The founder of Infowars had already been found guilty of defamation and that was only the first of four hearings in which the jury must decide the amount of compensation to different families who have suffered the consequences of their inventions, unpunished until now .

“I cannot describe what these nine and a half years have been like, the life in hell that I and others have had to endure because of the recklessness and negligence of Alex Jones,” Heslin confessed at trial. He also recounted the harassment and threats that Jones's followers caused him. There were people who shot at his house and received countless messages warning them of the danger they were running.

"Jesse was real and I'm a real mom," Lewis explained, in emotionally charged testimony to Jones. "I know you know that and that's the problem," she told him. "I know you believe me and I know you you will leave this room and you will say again in your show that it is a lie”, he reproached him.

Once on the stand, and under the notice of the judge - “this is not one of your shows. His beliefs do not make something true. He is under oath "-, Jones claimed to have been shocked by the parents' confessions and remarked on the massacre: "It was 100% real."

However, his interrogation showed the stuff this conspirator and good friend of another renowned storyteller like former president Donald Trump is made of.

“You know what perjury is, don't you?” asked Mark Bankston, attorney for the plaintiff family, the question taking Jones by surprise and the explanation even more so.

Bankston revealed, to the astonishment of the audience, that the legal team of the founder of Infowars had "inadvertently" provided him with a copy of the contents of his phone. The apparent error revealed previously unknown messages about the massacre and financial information on the media platform.

These messages showed that he lied by denying that he had never referred to the Connecticut school massacre in his texts. In one of them, one of his collaborators warns him of how inappropriate it was to say that in the pandemic they had used mannequins to simulate the deceased and add that this was "another Sandy Hook."

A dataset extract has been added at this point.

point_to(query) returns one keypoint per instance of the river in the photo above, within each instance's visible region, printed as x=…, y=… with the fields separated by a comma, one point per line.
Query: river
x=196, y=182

The information on his cell phone also denied the poor economic health of his business, which he argued to avoid paying millions in compensation. It came to light that she was earning $800,000 a day recently from advertising and product sales on his shows.

Jones replied “this is your moment Perry Mason”, in reference to the fictional lawyer, and great television success, who always impressed with his discoveries in the courtroom. Jones excused his lies about those messages: "I'm not a tech guy."